Personally I found it very humiliating to return to the same hospital a second and then a third time—both after an overdose of pills—and for prolonged stays. I felt like shrinking into the ground, like not meeting anyone’s eyes for the first few days. Here’s Eva AGAIN, still depressed, still not cured, with yet another overdose.
Although there is wonderful staff, there really are quite a few Nurse Ratcheds everywhere, and the encounters with them can wither your pride and not let you keep your chin up and head held high.

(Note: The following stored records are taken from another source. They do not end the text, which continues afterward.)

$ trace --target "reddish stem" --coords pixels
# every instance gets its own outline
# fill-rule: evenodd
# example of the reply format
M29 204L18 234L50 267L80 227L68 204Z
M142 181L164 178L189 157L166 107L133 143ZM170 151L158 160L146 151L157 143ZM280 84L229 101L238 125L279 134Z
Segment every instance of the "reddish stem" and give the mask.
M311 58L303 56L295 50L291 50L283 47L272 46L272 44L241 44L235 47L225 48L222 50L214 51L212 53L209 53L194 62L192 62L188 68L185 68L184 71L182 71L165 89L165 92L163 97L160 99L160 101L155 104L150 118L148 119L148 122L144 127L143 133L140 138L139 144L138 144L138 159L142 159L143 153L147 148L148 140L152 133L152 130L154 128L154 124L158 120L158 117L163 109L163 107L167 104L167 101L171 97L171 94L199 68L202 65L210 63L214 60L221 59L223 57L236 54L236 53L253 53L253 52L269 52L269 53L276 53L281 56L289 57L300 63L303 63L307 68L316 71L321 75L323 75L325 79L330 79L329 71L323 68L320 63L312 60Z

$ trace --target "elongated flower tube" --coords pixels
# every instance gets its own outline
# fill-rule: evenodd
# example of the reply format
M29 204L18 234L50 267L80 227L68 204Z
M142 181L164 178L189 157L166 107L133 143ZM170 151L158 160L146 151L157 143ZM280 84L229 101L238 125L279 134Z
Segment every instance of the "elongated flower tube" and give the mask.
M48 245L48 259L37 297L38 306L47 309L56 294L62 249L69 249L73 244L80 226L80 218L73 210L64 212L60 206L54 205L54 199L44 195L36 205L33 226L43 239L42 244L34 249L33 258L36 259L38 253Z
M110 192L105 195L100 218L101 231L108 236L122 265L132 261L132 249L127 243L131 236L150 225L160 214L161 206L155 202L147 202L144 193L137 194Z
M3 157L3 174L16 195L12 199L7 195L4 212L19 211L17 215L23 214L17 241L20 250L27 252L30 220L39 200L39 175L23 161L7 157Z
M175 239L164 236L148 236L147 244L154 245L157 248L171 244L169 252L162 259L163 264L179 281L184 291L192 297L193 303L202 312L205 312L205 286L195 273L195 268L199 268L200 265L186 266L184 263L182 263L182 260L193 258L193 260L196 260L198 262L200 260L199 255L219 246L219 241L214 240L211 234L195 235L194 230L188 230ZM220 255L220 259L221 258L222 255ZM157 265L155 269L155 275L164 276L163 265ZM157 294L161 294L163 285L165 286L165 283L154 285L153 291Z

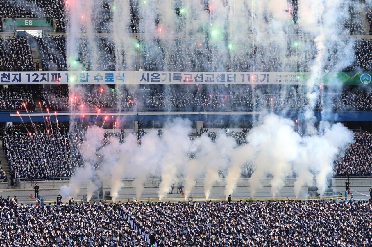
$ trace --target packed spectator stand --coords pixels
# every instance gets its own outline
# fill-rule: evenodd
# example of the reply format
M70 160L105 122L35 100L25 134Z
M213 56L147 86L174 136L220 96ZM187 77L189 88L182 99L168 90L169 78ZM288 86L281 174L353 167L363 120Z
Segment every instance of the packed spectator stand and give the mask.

My absolute lowest low, and greatest sense of humiliation ever, was just after my most serious suicide attempt and closest call. I did this—and I am truly ashamed of this—on the ward itself.
I woke up in intensive care. Apart from that close-to-death feeling getting under your skin, and the actual overdose itself making you feel awfully sick for days, it is the behavior of those around you that alienates and humiliates. I really do know what I did was wrong, and that suicidal people need a strict environment—but strict does not equal bone-chillingly-cold people who avoid you, are mad at you, or think you have deserved this misery.
For days after the suicide attempt, I received not a single smile, not a single kind word—no encouragement at all. Lots scolded me harshly, and each seemed to think they were the first and only people to do that. I started to not feel like a human being. I felt I was not worthy of having survived. My mom didn’t speak to me for one week and that was terrifying.